ConJur — O Reino Unido ficou famoso como muito independente e apresentou ressalvas para o seu ingresso na União Europeia. É no ano que vem que vencem aquelas concessões que a União Europeia fez para viabilizar o ingresso do Reino Unido?
José Luís da Cruz Vilaça — O Reino Unido sempre teve uma posição ambígua em relação à comunidade europeia. Eu acho que é a presença do Reino Unido na União Europeia é fundamental, por razões de caráter econômico, relacionadas ao dinamismo da economia britânica e com o dinamismo do seu setor financeiro. Do ponto de vista jurídico, o funcionamento do Tribunal de Justiça beneficiou muito a entrada da Grã Bretanha, em 1972, e devo dizer que os advogados britânicos são dos melhores que vêm apresentar alegações, com um profissionalismo, savoir-faire e know-howfantásticos. Além disso, têm uma grande criatividade na maneira de apresentar os seus argumentos. O primeiro-ministro britânico, David Cameron, fez uma aposta arriscada, organizar um referendo sobre a participação da União Europeia, a manutenção, a continuação ou não da Grã Bretanha na União Europeia.
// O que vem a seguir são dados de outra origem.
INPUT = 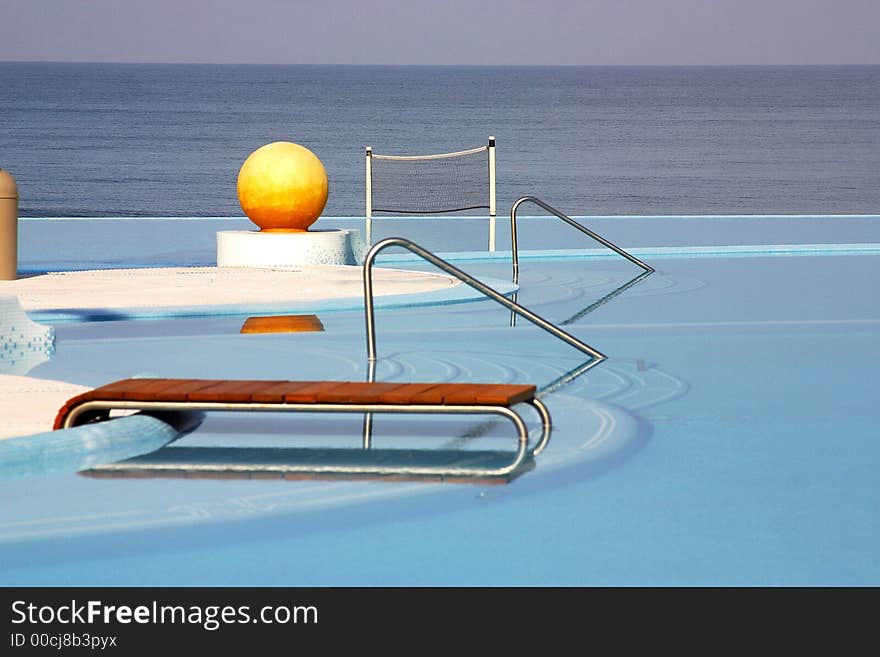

E o referendo vai ter lugar em 2017, mas para convencer o povo britânico a dizer que sim, porque ele percebe, inteligentemente, que é importante para o Reino Unido e a Grã Bretanha estar dentro da União Europeia e influenciar o que se passa lá dentro.

ConJur — Caso a Irlanda do Norte se qualifique como um Estado autônomo, ele pode vir a requisitar o ingresso na União Europeia?
José Luís da Cruz Vilaça — Não há um problema, neste momento, com a hipotética independência da Irlanda do Norte. Essas coisas estão pacificadas com os acordos que foram feitos ainda no tempo do ministro [Tony] Blair. Há um problema mais imediato com a Escócia, que fez um referendo no qual escoceses e o governo regional da Escócia fizeram campanha a favor da saída do Reino Unido. O resultado foi, “não vamos sair do Reino Unido, queremos continuar”, mas com margem muito pequena. Se houver no futuro sua independência do Reino Unido, ela será reconhecida pela comunidade internacional. Assim, torna-se um país independente, mas que não é membro da União Europeia. Se os escoceses, cidadãos escoceses quiserem continuar a beneficiar do estatuto de cidadãos europeus, a Escócia tem que pedir adesão, negociar a adesão e ser admitida por todos os outros membros, por unanimidade. Isto é aplicável a qualquer região autônoma de um Estado membro que venha, eventualmente, a declarar a independência.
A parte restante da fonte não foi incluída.